No money no ads Zone alarm is the best..


----------



## walking-techie (Aug 12, 2004)

zone alarm is the best .. but it eats up a lot of resources

u can opt for other options like

tiny firewall
sygate firewall
norton internet security
..


----------



## mariner (Aug 12, 2004)

well guys this is te result fm symantec

Your Results:  
Port Description Status 

ICMP Ping Ping. Ping is a network troubleshooting utility. It asks your computer to acknowledge its existence. If your computer responds positively to a ping, hackers are more likely to target your computer. :STEALTH


21 FTP (File Transfer Protocol). FTP is used to transfer files between your computer and other computers. Port 21 should be open only if you're running an FTP server.:OPEN  


22 SSH. TCP connections to this port might indicate a search for SSH, which has a few exploitable features. SSH is a secure replacement for Telnet. The most common uses of SSH are to securely login and copy files from a server.:STEALTH  


23 Telnet. Telnet can be used to log into your computer from a terminal anywhere in the world. This port should be open only if you're running a Telnet server. :OPEN   


25 SMTP (Simple Mail Transfer Protocol). A protocol for host-to-host mail transport. This port should be open only if you're running a mail server.:STEALTH  


79 Finger. Finger is an Internet utility that allows someone to obtain information about you, including your full name, logon status, and other profile information. :STEALTH 


80 HTTP (Hypertext Transfer Protocol). HTTP is used to transfer Web pages over the Internet. Port 80 should be open only if you're running a Web server. :OPEN   


110 POP3 (Post Office Protocol).
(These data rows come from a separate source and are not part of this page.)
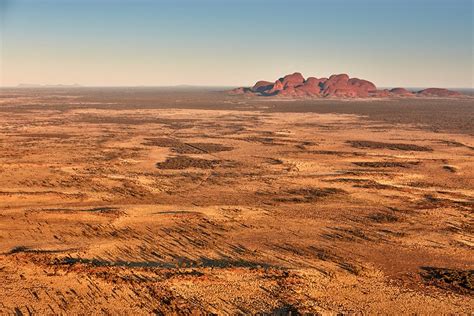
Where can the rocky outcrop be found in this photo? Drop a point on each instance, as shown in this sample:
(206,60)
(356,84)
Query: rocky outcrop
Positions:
(336,86)
(401,92)
(438,92)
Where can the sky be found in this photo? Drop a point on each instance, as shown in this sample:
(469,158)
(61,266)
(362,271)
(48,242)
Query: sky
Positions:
(409,43)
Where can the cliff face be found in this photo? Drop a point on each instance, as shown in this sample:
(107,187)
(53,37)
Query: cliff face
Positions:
(338,86)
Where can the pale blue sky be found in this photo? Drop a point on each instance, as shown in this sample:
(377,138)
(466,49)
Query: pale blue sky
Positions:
(231,42)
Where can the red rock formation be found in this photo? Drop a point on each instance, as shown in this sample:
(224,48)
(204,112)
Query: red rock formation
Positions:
(292,80)
(438,92)
(239,91)
(340,86)
(401,92)
(262,86)
(380,93)
(277,87)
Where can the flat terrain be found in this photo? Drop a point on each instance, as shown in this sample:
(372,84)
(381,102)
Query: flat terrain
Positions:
(143,201)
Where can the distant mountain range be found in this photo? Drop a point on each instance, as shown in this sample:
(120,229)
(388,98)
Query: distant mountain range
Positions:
(338,86)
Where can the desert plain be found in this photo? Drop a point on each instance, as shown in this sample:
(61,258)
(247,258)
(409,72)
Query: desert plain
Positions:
(160,201)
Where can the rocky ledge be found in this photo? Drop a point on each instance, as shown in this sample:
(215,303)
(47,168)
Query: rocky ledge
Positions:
(339,86)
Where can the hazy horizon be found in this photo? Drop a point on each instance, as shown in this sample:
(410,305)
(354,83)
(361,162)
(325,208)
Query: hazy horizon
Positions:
(421,43)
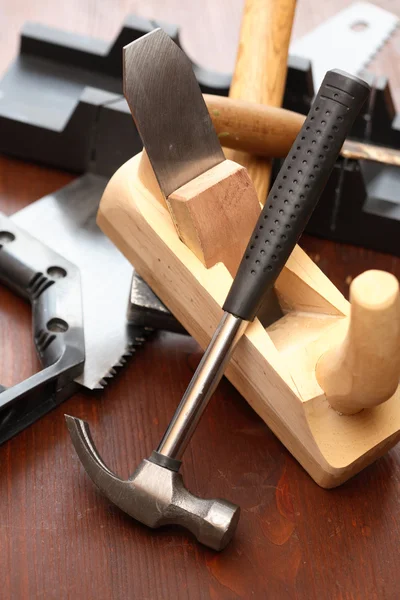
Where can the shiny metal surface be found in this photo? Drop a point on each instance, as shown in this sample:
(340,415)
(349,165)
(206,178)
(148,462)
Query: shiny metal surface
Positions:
(169,111)
(155,495)
(203,383)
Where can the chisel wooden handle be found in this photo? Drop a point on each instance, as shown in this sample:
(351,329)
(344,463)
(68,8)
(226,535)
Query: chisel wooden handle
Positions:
(260,71)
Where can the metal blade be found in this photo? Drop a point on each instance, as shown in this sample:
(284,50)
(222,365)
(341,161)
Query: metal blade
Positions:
(169,111)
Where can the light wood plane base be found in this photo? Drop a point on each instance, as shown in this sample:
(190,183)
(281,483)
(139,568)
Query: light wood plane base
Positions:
(273,369)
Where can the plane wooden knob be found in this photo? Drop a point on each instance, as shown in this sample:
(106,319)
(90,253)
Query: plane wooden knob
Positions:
(363,371)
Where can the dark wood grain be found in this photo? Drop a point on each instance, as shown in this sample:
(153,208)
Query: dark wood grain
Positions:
(59,538)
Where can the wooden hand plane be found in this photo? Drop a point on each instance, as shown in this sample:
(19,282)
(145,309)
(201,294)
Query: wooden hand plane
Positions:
(324,376)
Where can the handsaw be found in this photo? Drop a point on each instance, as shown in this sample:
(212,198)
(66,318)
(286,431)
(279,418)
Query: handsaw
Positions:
(348,40)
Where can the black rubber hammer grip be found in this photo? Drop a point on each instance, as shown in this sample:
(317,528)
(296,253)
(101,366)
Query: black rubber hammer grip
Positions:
(296,190)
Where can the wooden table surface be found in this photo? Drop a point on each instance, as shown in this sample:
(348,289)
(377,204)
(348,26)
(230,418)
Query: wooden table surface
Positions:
(59,538)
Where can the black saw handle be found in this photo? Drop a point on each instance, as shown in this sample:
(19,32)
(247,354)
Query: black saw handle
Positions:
(296,190)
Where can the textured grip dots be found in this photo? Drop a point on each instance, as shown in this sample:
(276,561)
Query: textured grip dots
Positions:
(292,188)
(296,190)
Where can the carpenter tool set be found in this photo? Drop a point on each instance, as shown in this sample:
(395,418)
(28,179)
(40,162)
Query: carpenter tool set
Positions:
(196,239)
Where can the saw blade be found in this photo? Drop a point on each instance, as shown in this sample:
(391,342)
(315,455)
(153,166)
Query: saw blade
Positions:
(348,40)
(66,222)
(159,78)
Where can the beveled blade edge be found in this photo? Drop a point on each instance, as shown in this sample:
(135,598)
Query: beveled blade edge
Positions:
(169,111)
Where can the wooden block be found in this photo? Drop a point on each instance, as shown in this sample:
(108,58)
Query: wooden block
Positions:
(215,214)
(273,369)
(363,370)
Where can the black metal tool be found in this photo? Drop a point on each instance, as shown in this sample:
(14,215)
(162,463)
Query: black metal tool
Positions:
(52,285)
(155,493)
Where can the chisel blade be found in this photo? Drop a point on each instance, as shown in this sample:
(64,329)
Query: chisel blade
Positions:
(159,80)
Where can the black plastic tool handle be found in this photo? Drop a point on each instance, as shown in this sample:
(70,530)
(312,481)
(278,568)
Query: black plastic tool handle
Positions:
(296,190)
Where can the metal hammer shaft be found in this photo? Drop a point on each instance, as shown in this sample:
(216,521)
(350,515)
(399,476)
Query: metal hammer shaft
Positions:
(202,386)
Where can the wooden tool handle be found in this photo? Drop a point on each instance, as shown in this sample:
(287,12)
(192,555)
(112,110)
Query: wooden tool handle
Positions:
(364,370)
(253,128)
(269,131)
(260,71)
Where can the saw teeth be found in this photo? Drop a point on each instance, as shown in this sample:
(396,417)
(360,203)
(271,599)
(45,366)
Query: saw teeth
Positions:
(129,351)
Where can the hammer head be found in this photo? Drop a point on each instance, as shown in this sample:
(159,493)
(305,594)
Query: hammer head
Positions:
(156,495)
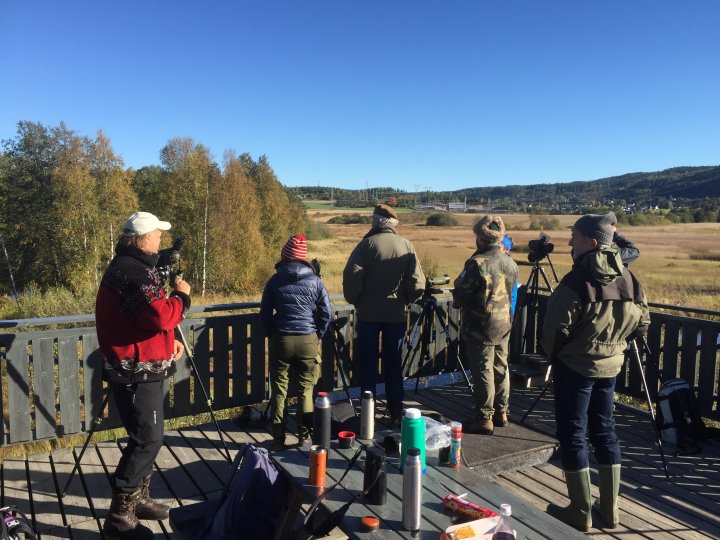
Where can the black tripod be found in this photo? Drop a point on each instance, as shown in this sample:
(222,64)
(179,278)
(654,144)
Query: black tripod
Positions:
(632,348)
(340,352)
(97,421)
(424,327)
(531,297)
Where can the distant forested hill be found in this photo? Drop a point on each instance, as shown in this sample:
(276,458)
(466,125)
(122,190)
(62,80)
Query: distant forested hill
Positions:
(677,187)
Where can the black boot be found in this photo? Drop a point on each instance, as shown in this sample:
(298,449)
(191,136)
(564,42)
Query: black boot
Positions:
(147,508)
(122,522)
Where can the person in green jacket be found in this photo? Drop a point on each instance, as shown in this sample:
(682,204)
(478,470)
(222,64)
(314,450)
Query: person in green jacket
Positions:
(597,308)
(483,292)
(381,278)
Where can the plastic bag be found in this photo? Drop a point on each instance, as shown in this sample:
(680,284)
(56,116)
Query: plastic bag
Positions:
(437,434)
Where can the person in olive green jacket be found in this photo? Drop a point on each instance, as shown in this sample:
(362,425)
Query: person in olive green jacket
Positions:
(484,293)
(381,278)
(596,310)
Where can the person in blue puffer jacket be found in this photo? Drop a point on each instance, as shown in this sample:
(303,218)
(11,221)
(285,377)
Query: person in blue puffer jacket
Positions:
(295,313)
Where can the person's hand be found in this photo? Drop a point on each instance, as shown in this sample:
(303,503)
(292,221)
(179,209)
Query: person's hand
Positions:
(179,349)
(182,286)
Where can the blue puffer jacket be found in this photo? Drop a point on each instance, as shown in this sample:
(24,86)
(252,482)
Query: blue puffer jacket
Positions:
(295,301)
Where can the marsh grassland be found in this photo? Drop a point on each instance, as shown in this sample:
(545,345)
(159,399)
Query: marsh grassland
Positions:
(679,264)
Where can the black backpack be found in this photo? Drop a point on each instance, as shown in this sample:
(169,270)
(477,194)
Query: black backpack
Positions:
(678,415)
(255,501)
(15,525)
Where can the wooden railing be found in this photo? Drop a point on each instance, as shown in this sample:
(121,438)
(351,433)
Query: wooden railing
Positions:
(51,383)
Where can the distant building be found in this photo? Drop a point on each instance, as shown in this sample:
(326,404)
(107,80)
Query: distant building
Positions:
(457,207)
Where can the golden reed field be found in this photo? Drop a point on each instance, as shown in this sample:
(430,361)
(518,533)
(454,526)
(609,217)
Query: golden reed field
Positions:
(679,264)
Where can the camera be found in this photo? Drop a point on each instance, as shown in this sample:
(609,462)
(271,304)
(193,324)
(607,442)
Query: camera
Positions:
(540,248)
(432,282)
(167,260)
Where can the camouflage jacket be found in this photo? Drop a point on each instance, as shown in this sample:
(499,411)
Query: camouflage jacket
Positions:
(484,292)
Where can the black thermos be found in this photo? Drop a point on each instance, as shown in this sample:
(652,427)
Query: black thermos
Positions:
(375,467)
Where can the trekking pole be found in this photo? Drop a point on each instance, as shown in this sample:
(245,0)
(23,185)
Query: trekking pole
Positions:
(658,435)
(189,353)
(96,423)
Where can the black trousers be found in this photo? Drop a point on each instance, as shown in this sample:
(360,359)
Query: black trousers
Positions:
(141,409)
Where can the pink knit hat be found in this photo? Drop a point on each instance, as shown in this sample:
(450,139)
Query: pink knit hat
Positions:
(295,248)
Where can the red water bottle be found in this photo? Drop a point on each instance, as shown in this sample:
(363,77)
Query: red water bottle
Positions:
(455,444)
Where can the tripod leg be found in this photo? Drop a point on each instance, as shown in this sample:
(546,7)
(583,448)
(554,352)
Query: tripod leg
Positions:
(343,375)
(658,435)
(537,399)
(96,422)
(188,351)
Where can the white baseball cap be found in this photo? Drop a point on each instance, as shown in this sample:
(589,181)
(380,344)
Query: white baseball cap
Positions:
(144,222)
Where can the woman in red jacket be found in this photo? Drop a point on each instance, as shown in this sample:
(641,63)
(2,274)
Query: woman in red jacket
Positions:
(135,324)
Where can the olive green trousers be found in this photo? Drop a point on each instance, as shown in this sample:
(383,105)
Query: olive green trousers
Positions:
(296,359)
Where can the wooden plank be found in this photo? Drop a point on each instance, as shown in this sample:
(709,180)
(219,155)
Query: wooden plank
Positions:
(46,505)
(707,380)
(69,385)
(221,367)
(240,355)
(198,470)
(18,392)
(258,363)
(689,353)
(670,350)
(44,388)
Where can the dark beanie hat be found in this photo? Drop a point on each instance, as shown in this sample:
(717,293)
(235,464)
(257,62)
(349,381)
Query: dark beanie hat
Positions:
(597,226)
(385,211)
Internet mail servers and mail filter applications use this port. This port should be open only if you're running a mail server. :STEALTH 


113 Ident / Authentication. This service is required by some mail, news, or relay chat servers to allow access. A stealth result on this port could cause performance problems.:STEALTH  


119 NNTP (Network News Transfer Protocol). A service used by News servers to distribute Usenet articles to newsreader applications and between other servers.:STEALTH  


135 Location service (loc-srv). This port is used to direct RPC (Remote Procedure Calls) services to the appropriate dynamically mapped ports. Hackers can use this to determine which port is used by several Windows services. This port should not be visible from the Internet.:STEALTH  


139 NetBIOS. NetBIOS is used for Windows File & Print sharing.  If port 139 is open, your computer is open to sharing files over the Internet.  Other components of NetBIOS can expose your computer name, workgroup, user name, and other information. To learn more about preventing connections to your NetBIOS ports, see: NetBIOS Information and Configuration Instructions  :STEALTH


143 IMAP (Internet Message Access Protocol). IMAP is a sophisticated protocol for electronic mail delivery.  This port should be open only if you're running an IMAP server. :STEALTH 


443 HTTP over TLS/SSL. A protocol for providing secure HTTP communication. It should be open only if you're running a Web server. :STEALTH 


445 Windows NT / 2000 SMB. A standard used to exchange Server Message Blocks, and can be exploited in multiple ways, including gaining your passwords. :STEALTH 


1080 SOCKS. This protocol allows computers access to the Internet through a firewall.  It is used when one IP address is shared among several computers.  Generally this protocol only allows access out to the Internet.  However, it is frequently configured incorrectly to allow hackers to pass traffic inwards through the firewall.:STEALTH  


1723 PPTP (Point-to-Point Tunneling Protocol). This service is used for virtual private networking connections. :STEALTH 


5000 UPnP (Universal Plug and Play). This service is used to communicate with any UPnP devices attached to your network.:STEALTH  


5631 pcAnywhere. This port is used by Symantec pcAnywhere when in host mode. :STEALTH 


so what  do i do about items 21,23 and 80 ?


----------



## EinSTeiN (Aug 12, 2004)

But security : system resources .. which one will you choose?
I think todays sstem can handle the resources needen for zone alarm.
mine is just an amd 1800+ but zone alarm runs fine on it.


----------



## cooljeba (Aug 12, 2004)

I use Nortorn Firewall. I think it's cool. My other fav's are Sygate Personal Firewall .
..:: peace ::..
Jeba


----------



## aadipa (Aug 12, 2004)

Norton Internet Security


----------



## aadipa (Aug 12, 2004)

also check ur firwalls at

*grc.com/x/ne.dll?bh0bkyd2

check for common ports and messenger spam

do put ur results here


----------



## anusoni (Aug 12, 2004)

well i just shifted to SUSE Linux, so now i'll now see how to configure the firewall inside it.


----------



## anusoni (Aug 12, 2004)

i just tested myself using the link aadipa gave, and i am glad to say my computer is suppose to be a real stealth machine according to that link !


----------



## Deep (Aug 13, 2004)

I use my all time fav Norton Internet Security..

no problems at all :d

Deep


----------



## mariner (Aug 13, 2004)

well guys  i m still waiting for ur responses on hjow to close ports 21,23 and port 80 as these seem to be the trouble makers.


----------



## Deep (Aug 13, 2004)

mariner said:
			
		

> well guys  i m still waiting for ur responses on hjow to close ports 21,23 and port 80 as these seem to be the trouble makers.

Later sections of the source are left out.